Non si capisce poi perché i forestierismi no, ma i dialettismi sì: ogni tanto qualcuno di verdognolo se ne viene fuori con la storia del dialetto come patrimonio di tradizioni e altre menate…

L’intento dell’On. Rampelli, inoltre, non ha nulla di artistico. E “digiamogelo” (cit.).

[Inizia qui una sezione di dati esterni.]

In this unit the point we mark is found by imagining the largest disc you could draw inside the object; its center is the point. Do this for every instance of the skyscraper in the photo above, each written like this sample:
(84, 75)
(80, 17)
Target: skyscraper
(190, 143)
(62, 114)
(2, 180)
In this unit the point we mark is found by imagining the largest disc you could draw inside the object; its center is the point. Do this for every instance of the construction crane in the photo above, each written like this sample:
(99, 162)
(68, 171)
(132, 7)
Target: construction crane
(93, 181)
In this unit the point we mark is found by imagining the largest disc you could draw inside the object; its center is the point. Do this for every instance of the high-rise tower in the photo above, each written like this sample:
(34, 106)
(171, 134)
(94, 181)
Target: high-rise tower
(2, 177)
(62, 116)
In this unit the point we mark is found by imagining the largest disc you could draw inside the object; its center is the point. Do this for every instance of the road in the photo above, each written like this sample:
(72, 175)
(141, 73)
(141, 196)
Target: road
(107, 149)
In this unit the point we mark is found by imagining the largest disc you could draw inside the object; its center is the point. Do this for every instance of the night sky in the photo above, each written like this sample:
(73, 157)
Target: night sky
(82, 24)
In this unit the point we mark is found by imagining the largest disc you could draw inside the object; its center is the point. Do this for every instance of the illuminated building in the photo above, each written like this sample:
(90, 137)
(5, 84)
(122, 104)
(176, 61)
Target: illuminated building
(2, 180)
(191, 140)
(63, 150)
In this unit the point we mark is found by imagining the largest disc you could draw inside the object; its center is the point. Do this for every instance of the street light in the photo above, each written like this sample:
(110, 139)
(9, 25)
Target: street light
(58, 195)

Non ha nulla, se non un velato e patetico (quanto forse inconsapevole) tentativo di scimmiottamento futurista. La boutade (non saprei come altro definirla e chi legge mi perdonerà il forestierimo) del vicepresidente della Camera (una figura apicale del nostro sistema repubblicano, non scordiamocelo…) ha subdolamente un altro intento, in perfetta linea con il leitmotiv di questo governo: instillare paura! Come? Presto detto! La lingua italiana è sotto attacco da parte di inglesismi e francesismi (parole di Rampelli), i nostri confini sono sotto attacco da parte dei migranti (cito a memoria Salvini, ma non solo), l’umiliazione come metodo rieducativo (gaffe del neoministro del MIUR, On. Valditara, pochi giorni dopo la sua nomina), ripristinare con fermezza l’autorità dei docenti (attraverso appunto umiliazione e sanzioni pesanti). 

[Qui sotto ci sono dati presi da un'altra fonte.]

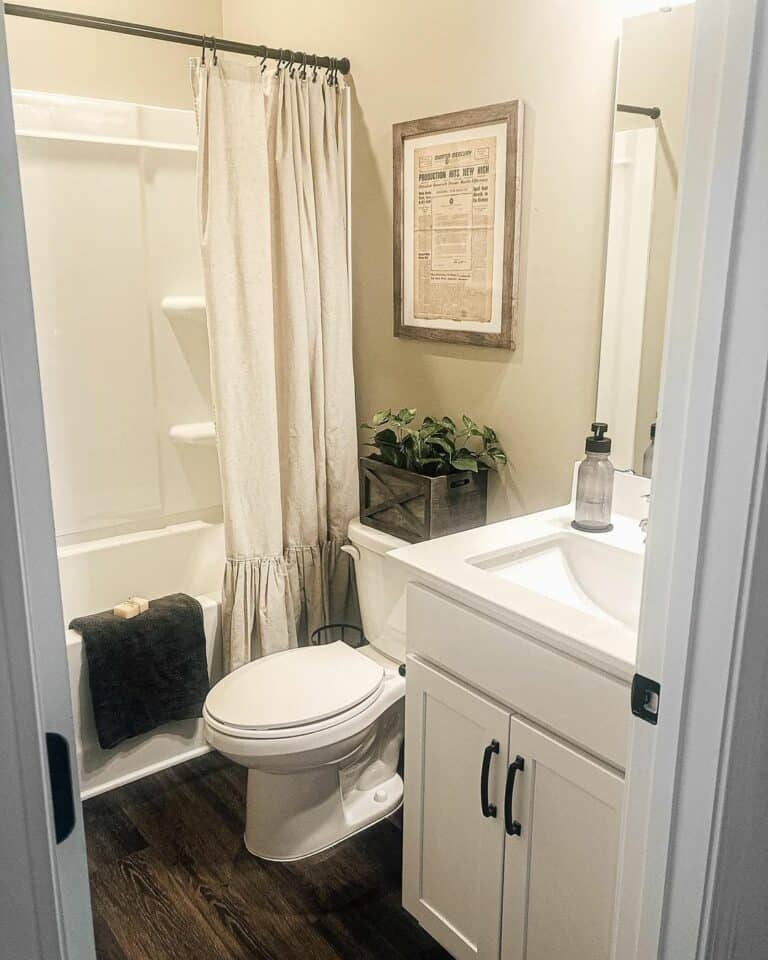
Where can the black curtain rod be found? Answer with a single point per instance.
(174, 36)
(653, 112)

A ciò si aggiungono le recenti dichiarazioni del ministro dell’agricoltura, On. Lollobrigidida, al Vinitaly:” Nelle campagne c’è bisogno di manodopera e i giovani italiani devono sapere che non è svilente andare a lavorare in agricoltura.”. Parole che non possono non riportare alla memoria foto e immagini del Duce che trebbia il grano a Sabaudia o proprio l’autarchica battaglia del grano in sé! Sono questi, a parere di chi scrive, terribili segnali del ritorno di un qualcosa che pensavamo superato, ben più spaventosi di un gruppo di folkloristici nostalgici con le braccia tese a Predappio, buoni solo a scandalizzare ANPI e compagnia bella. Quando il fascismo serpeggia, si insinua nelle istituzioni, nel lessico, nella vita quotidiana (parole, cucina, scuola…) è il momento in cui stare in guardia, alzare il livello di attenzione. E dico ciò al netto della pochezza meramente “politica” (le virgolette sono d’uopo) di questo governo, deludente, a mio avviso, per quei pochi che hanno votato e/o l’hanno votato, visto l’astensionismo allucinante alle ultime elezioni. 

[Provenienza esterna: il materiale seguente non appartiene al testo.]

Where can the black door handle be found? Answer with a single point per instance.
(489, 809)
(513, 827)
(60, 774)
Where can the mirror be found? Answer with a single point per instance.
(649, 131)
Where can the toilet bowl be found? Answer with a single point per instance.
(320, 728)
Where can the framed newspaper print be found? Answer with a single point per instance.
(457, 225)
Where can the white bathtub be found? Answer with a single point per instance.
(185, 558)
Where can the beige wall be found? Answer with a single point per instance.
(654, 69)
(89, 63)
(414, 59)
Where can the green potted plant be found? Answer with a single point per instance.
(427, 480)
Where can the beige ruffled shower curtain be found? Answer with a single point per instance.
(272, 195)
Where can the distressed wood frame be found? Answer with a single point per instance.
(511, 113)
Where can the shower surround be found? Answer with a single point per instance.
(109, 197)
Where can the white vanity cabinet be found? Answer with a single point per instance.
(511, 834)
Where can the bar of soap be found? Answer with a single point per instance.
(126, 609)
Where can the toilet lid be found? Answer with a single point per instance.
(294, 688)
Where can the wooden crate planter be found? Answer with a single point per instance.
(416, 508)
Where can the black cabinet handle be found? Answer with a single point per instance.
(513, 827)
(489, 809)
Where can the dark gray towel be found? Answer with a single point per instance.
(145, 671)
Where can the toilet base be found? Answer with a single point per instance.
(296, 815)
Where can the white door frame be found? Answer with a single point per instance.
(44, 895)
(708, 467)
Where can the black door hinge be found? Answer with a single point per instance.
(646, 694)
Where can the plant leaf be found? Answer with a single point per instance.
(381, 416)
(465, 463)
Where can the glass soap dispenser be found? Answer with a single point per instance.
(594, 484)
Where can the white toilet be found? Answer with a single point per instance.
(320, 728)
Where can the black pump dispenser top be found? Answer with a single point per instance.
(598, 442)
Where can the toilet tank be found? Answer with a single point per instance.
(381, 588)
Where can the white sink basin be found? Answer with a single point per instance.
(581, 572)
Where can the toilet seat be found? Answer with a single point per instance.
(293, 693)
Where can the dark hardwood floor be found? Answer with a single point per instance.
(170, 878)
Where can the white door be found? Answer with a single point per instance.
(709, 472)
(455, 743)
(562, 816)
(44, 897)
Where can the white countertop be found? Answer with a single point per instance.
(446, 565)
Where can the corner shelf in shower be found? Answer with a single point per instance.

Quando qualcuno si tolse la camicia nera, per sbiancarla e farla diventare candida, magari con giacca e cravatta, negli anni 50…sempre fascista è rimasto, dentro! E’ il fascismo delle e nelle istituzioni che spaventa, quello nascosto, quello che impone autorità senza autorevolezza, spesso con la forza, lessicale o meno. Quello che Marco Pannella, presente al congresso MSI del 1982 con un intervento storico, ha da sempre denunciato, autodenunciandosi in mille e più occasioni. Contro questi fascismi oggi ci troviamo (ancora) a combattere. Perché possiamo o vogliamo? Perché dobbiamo!